(cba:news) Stars of Aug-Sep 2000
Joe Patterson
jop at astro.columbia.edu
Fri Aug 25 06:55:06 EDT 2000
Dear CBAers,
I'm finally back from many travels of summer 2000. Here's some news of
target stars.
The DV UMa paper is scheduled for the December 2000 issue of PASP. It
seems likely that IY UMa = Takamizawa will appear in the same issue
(possibly the next). The paper on V751 Cygni (primarily 1999 data, some
1993 and 2000) will be submitted next week - it was a classic negative
superhumper, and we found all the relevant periods (P-orb, P-sh, and the
beat period which we identify as the wobble period of a tilted accretion
disk).
So much for northern stars. We're ending the V751 Cyg campaign now,
mission accomplished.
The campaign on V1494 Aql is going very well, with lots of work from NZ
keeping aliases under great control. But the star's waveform appears to
be stable, so I'm inclined to let it relax some more from its 1999
classical nova eruption, and revisit it again NEXT YEAR. So those are the
two major campaigns going now - let's end 'em both.
The main star I want to promote now is V1315 Aql. I think there's about a
month left in the Aquila observing season, and if we can get Europe-North
America-Australasia coverage, we can solve the outstanding quiestion. In
the last campaign we got a nice superhump period, but cycle count
ambiguity made it uncertain whether it was positive or negative (the peaks
in the power spectrum were even-steven). This can be resolved in 2 weeks
of vigorous campaigning.
And after that it'll be time for another campaign on UU Aquarii! Decently
equatorial and bright stars for family fun. I see that charts aren't
yet up on the CBA site (Jonathan, any chance?), but they're in Downes and
Shara (Feb 1993 PASP) and their coords are:
V1315 Aql = KPD 1911+1212 19 13 54.6 +12 18 2.3 decent looking comps to
the SW and NW
UU Aqr 22 09 5.8 -3 46 18.5 the close companion immediately to the
south (and slightly W) looks best
Finally the V803 Cen story is worth some exultation. For 3.5 years I've
been working to measure Porb and Psh in this helium star. We've had some
good campaigns but could just not get a precise measure. I chalked
it up to bad luck - that this star, unlike all the others, just has too
sloppy a clock and hence resists efforts to nail down the period. That
may be true to some extent, but the May 2000 campaign (data from Fred
Velthius, Jennie McCormick, Robert Rea, Maria Marsh, Brian Warner, Claire
Backman, and in the pipeline from Stan Walker) has clarified the
matter. The superhump period is very close to Porb - just 0.4% longer.
This indicates a very, very low mass secondary - about 0.017+-0.005 Mo.
This is "the oldest known CV", where the secondary has been whittled down
to practically nothing (the pure helium content indicates that the
whittling has long ago reached the stellar core).

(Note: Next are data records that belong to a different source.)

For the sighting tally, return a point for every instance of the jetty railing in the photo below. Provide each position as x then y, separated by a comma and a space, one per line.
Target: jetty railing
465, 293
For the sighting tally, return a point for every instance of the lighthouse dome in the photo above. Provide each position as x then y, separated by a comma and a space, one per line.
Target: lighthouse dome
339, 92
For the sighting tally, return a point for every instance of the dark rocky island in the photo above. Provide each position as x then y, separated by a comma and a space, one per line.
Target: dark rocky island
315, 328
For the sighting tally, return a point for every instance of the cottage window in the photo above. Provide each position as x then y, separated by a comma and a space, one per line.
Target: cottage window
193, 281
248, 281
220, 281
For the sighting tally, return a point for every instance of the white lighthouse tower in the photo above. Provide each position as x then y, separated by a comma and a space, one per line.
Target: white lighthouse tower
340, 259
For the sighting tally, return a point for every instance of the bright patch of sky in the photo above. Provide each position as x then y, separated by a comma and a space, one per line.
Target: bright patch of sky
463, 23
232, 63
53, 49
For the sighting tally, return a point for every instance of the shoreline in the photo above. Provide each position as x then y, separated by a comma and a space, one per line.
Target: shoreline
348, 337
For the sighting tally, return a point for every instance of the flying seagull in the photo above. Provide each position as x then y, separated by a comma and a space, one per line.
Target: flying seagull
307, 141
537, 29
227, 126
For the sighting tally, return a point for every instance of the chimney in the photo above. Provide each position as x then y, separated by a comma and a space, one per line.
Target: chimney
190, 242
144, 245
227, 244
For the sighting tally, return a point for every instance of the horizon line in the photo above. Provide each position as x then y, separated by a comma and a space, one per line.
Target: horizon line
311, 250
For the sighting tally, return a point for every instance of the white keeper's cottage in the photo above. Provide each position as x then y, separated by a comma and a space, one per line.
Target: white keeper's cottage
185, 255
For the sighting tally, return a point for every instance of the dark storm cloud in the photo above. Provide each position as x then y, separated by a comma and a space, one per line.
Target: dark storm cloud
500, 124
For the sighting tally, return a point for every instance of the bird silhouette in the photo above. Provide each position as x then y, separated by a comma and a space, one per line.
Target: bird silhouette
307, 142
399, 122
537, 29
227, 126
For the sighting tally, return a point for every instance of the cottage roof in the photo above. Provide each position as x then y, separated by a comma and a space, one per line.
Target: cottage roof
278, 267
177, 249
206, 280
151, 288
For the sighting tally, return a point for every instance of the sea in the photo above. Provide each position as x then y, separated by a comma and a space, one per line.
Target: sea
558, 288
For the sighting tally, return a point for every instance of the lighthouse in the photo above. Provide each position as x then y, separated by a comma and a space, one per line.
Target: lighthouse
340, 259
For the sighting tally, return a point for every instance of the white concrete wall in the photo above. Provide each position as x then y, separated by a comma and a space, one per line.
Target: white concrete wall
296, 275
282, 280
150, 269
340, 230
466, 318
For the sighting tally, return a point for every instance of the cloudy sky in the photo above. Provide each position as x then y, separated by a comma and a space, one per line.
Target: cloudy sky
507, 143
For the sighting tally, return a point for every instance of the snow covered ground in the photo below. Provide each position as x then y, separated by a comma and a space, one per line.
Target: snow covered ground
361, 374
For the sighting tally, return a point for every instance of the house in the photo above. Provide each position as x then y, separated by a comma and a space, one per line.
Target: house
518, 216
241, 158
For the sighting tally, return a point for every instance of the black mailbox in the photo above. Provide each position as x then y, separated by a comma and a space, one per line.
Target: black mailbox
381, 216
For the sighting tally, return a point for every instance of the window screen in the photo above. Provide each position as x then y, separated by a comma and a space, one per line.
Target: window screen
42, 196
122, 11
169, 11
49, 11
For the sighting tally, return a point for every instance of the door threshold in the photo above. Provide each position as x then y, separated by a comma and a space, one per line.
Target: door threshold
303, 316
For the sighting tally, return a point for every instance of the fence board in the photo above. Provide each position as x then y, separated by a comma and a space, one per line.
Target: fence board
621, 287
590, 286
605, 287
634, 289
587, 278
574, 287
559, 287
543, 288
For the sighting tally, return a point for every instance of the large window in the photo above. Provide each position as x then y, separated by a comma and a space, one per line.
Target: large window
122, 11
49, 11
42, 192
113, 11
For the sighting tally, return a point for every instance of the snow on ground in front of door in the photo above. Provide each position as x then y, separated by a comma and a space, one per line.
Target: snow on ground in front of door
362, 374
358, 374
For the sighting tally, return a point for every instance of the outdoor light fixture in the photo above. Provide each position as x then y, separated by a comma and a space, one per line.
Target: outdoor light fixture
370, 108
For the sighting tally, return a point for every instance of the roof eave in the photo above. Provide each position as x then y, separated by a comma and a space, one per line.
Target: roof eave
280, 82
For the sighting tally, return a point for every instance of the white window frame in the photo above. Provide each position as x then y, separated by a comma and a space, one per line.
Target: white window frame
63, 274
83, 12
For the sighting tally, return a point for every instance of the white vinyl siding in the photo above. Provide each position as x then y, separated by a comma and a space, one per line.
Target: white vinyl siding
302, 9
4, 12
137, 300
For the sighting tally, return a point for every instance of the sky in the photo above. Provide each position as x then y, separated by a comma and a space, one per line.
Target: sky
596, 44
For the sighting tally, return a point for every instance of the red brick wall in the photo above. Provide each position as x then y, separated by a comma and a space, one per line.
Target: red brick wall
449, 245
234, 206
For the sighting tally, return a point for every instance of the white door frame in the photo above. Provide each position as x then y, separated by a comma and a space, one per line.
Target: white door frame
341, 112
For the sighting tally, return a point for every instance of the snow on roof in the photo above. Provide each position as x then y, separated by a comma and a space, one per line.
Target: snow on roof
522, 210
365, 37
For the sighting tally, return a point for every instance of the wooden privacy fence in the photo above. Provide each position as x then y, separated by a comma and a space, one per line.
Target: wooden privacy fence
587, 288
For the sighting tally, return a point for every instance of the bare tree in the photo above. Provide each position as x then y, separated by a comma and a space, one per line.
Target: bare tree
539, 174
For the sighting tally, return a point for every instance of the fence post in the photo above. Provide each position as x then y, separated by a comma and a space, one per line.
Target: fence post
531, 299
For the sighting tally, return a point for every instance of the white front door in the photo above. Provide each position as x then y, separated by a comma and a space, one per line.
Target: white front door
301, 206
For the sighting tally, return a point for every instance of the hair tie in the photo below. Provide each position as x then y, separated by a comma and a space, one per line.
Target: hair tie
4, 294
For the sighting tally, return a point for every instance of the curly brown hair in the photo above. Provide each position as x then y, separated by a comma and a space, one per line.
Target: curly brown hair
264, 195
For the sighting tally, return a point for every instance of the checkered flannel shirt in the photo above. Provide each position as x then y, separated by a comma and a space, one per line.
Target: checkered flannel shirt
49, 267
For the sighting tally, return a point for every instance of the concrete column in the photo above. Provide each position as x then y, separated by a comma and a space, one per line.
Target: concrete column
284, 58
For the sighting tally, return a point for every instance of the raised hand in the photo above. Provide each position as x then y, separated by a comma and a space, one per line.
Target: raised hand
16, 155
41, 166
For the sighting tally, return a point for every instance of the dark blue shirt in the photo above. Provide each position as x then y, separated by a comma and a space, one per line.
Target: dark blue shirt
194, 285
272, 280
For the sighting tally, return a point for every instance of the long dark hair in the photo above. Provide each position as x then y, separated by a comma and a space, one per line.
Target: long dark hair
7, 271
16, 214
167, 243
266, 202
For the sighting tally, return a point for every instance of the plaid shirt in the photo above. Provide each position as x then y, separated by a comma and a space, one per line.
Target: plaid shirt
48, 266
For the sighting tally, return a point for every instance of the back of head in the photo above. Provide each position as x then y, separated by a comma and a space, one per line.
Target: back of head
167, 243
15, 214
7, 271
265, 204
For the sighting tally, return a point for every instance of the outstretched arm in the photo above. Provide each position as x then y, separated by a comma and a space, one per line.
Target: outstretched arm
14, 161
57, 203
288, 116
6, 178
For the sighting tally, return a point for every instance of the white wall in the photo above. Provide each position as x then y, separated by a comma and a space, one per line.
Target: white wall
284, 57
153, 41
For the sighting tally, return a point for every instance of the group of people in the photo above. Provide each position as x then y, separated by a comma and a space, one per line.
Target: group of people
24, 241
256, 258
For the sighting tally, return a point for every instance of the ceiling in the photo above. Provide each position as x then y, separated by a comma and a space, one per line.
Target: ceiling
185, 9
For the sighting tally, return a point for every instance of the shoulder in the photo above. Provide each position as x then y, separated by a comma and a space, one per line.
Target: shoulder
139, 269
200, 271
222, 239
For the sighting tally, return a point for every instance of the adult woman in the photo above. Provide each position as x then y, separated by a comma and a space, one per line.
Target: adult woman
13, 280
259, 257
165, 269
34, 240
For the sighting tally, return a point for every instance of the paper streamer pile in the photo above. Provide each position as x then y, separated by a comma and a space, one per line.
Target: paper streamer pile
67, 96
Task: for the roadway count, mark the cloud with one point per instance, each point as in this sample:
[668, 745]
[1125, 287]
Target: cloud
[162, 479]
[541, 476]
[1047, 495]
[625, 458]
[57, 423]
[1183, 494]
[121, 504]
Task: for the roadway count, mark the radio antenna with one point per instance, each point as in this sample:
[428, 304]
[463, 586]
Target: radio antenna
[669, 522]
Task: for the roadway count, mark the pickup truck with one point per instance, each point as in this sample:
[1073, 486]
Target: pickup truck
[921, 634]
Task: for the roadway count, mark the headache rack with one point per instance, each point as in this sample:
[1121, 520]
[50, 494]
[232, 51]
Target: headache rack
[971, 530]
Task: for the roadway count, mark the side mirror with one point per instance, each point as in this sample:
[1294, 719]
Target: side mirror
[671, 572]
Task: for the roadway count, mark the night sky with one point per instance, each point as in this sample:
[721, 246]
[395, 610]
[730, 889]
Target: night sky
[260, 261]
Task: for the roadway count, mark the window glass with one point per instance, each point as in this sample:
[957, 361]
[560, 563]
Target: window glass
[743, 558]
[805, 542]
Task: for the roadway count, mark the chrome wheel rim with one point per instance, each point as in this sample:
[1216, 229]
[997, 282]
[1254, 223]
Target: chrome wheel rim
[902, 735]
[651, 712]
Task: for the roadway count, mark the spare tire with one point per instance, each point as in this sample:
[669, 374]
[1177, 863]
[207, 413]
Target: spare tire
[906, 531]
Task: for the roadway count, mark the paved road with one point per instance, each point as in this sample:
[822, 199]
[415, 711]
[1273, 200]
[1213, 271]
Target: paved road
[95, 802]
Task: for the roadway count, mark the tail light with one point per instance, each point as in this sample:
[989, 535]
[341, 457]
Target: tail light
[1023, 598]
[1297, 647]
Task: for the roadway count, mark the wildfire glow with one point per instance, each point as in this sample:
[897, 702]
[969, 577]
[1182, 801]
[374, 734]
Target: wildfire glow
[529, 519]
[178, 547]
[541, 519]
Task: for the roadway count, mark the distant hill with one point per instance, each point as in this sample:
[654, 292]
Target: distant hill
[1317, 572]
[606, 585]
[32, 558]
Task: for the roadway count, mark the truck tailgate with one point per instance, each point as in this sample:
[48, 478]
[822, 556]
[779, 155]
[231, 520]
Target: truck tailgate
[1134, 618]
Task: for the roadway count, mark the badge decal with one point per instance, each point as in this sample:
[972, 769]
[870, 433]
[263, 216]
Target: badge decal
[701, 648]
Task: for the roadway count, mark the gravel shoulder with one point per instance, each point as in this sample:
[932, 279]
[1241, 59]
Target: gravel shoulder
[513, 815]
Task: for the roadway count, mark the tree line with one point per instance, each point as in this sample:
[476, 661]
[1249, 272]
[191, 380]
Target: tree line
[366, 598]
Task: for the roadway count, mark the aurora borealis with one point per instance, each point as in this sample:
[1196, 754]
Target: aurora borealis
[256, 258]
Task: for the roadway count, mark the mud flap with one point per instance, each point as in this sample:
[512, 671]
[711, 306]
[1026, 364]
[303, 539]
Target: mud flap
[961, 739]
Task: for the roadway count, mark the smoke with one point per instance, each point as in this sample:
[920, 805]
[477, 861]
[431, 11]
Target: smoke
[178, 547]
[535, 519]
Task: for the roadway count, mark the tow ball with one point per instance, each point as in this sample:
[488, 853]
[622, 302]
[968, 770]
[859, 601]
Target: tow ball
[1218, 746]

What a wonderful star mister Centauri has turned out to be!
Oh yes, there is also a far northern star I'd like borealites to start
watching. This is GD 552, or "Cep 1" in the Downes and Shara catalog.
It's about 16.5, basically a dark-sky target, but virtually nothing - make
that nothing - is known about its photometric activity on long (eruption)
and short (nightly) timescales. It's my other candidate "substellar"
secondary in the CV zoo. It's better suited to Oct-Nov coverage, but who
knows when the star might erupt and/or shake some periods at us.
So - prime target V1315 Aql. Happy non-trails... (background lilt of
cowboy music) to you, da-dah, da-dah, da,dah.